Lucía soltó una carcajada histérica.

—No, es que… —Consumió las lágrimas que se le habían quedado dentro—. Ahora te lo voy a tener que decir a la fuerza, si no qué vas a pensar…

—Pensaré que tienes un problema —dijo él mientras le llenaba un vaso de agua.

Ella sorbió un poco con la nariz.

—Ningún problema. Háblame de tu encuentro.

Él le apartó el pelo de la cara y le ofreció el vaso.

—Antes quiero saber por qué estabas llorando.

Lucía deglutió, asintiendo, y se decidió a decirle una mentira.

—No veía a Alice, del reparto de maternidad, desde hacía dos semanas. Hoy me tocaba a mí ir a la farmacia a recoger las medicinas para nuestro reparto, por lo que decidí pasar por allí para verla. La encontré con un vasito de plástico transparente en la mano. Al preguntarle lo que estaba haciendo he visto que dentro del vasito había un niño, así de pequeño —Lucía situó sus dedos pulgar e índice a una distancia de unos cinco centímetros—. «Un feto, un aborto», me ha dicho ella como si no fuera nada. «Hasta hace unos años los tirábamos al inodoro. Ahora, en cambio, ya no se puede hacer. Eh, no, no es porque los que hacen las leyes sean personas sensibles, no, no. Es porque ahora los fetos son una buena fuente de ingresos». Tenía la cabeza, los brazos… No he tenido coraje para seguir mirando mucho más tiempo pero creo que también tenía ojos y dedos.

Fosco la abrazó.

—Lo siento.

—Para algunos tener hijos es un problema. Para otros no tenerlos es el problema.

—Ninguna de estas dos situaciones nos atañe —dijo Fosco para tranquilizarla—, ¿no?

Ella lo miró, mostrando una cara dulce e infantil.

—Si me quedara embarazada no abortaría por ningún motivo al mundo.

—Quita también el «si» —dijo él con mucha ternura. Puso el dedo sobre otra lágrima y le llenó la cara con dibujos invisibles.

Quizás, en ese momento, una sospecha intentó abrirse camino en el desorden de su mente. Una sensación demasiado débil en relación con todo el desorden que sentía por dentro. Así que la perdió.
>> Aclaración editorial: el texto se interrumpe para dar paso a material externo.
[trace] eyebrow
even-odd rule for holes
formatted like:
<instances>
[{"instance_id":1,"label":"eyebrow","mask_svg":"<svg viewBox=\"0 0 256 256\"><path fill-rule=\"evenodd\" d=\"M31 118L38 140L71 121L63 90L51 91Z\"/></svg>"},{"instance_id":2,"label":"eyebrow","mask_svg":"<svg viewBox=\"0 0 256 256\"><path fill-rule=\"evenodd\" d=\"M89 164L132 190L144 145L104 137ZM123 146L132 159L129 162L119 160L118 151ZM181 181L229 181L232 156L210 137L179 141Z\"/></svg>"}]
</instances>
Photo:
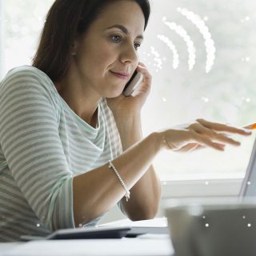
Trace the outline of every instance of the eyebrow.
<instances>
[{"instance_id":1,"label":"eyebrow","mask_svg":"<svg viewBox=\"0 0 256 256\"><path fill-rule=\"evenodd\" d=\"M106 30L110 30L113 28L118 28L118 29L121 30L124 34L129 34L128 30L122 25L114 25L114 26L107 27ZM143 39L144 38L142 34L139 34L138 36L136 37L136 38Z\"/></svg>"}]
</instances>

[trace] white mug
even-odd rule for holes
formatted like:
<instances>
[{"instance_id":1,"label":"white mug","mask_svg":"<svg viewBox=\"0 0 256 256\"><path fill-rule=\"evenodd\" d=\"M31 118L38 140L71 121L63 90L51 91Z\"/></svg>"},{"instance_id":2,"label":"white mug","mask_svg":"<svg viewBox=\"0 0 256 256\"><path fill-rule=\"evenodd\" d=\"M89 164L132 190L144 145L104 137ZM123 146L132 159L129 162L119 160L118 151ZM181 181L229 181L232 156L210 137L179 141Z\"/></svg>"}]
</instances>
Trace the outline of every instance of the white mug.
<instances>
[{"instance_id":1,"label":"white mug","mask_svg":"<svg viewBox=\"0 0 256 256\"><path fill-rule=\"evenodd\" d=\"M175 256L255 256L256 199L201 198L166 204Z\"/></svg>"}]
</instances>

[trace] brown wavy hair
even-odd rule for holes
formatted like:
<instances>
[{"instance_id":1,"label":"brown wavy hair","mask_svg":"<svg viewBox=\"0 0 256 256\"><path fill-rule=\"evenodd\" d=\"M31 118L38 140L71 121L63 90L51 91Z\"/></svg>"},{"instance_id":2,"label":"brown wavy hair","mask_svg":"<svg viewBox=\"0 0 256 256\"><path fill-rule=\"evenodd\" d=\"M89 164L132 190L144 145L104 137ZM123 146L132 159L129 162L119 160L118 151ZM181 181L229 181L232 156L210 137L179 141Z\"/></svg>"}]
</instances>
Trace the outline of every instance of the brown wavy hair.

Olvidada, desaparecida en la sombra de otros pensamientos más inmediatos.

Comenzó a caminar de un lado a otro del búnker, alisándose nerviosamente el pelo. Con la mirada clavada en el suelo, le habló de la llamada recibida.

Lucía escuchó. No dijo nada. Luego, de repente, salió de detrás de un nuevo pañuelo de papel, donde se había escondido tras sentir vergüenza por haberle mentido, y se puso de pie olvidando incluso el informe médico sobre el sofá.

—¿Doscientos mil euros? —dijo de repente.

—Doscientos —admitió Fosco con una mezcla entre el orgullo y el asombro.

Ella contestó con soltura.

—Tú no eres un investigador.

—No —dijo lanzando las manos al aire—. ¡Pero tengo solo que encontrar una guitarra!

—No sabrías ni siquiera por dónde empezar.

—Te equivocas. Sabía del robo y conocía el nombre de la persona que me ha llamado.

Los ojos oscuros de Lucía se movían atónitos fuera de las mejillas. Incluso él no lograba creer en lo que le estaba diciendo.

—Si es por eso, conozco muy bien a la directora de la exposición que debería haber custodiado el instrumento.

—No me lo creo —dijo Lucía, que se sentía aliviada ante la evidente exageración de Fosco.

—Lo he leído en el periódico.

—Tú no lees nunca los periódicos.

—Pero los hojeo. Y esta mañana, pasando las páginas de la crónica local, he visto la foto de mi antigua profesora de Historia, Loinèda. Te hablé de ella en una ocasión.

—Pues no lo recuerdo —comentó Lucía.

—Tengo intención de ir a verla mañana. Después decidiré si ir a ver a este señor Gerard Della Rosa o no. Lo único cierto es que lo pensaré dos veces antes de rechazar ese dinero.

—¿Y si no lo consigues? ¿Y si te metes en un lío?

Unió sus manos antes de seguir hablando.

—Si únicamente acepto, son cien mil. Si la encuentro, otros cien.

Lucía se sentó de nuevo contra el informe médico y dijo:

—¡Pero podemos vivir incluso sin ese dinero!

—En una casa digna. Sin problemas. Con ventanas. Sin el riesgo de ir a prisión. Con una habitación para los niños.

—Sé prudente. No podría vivir sin ti.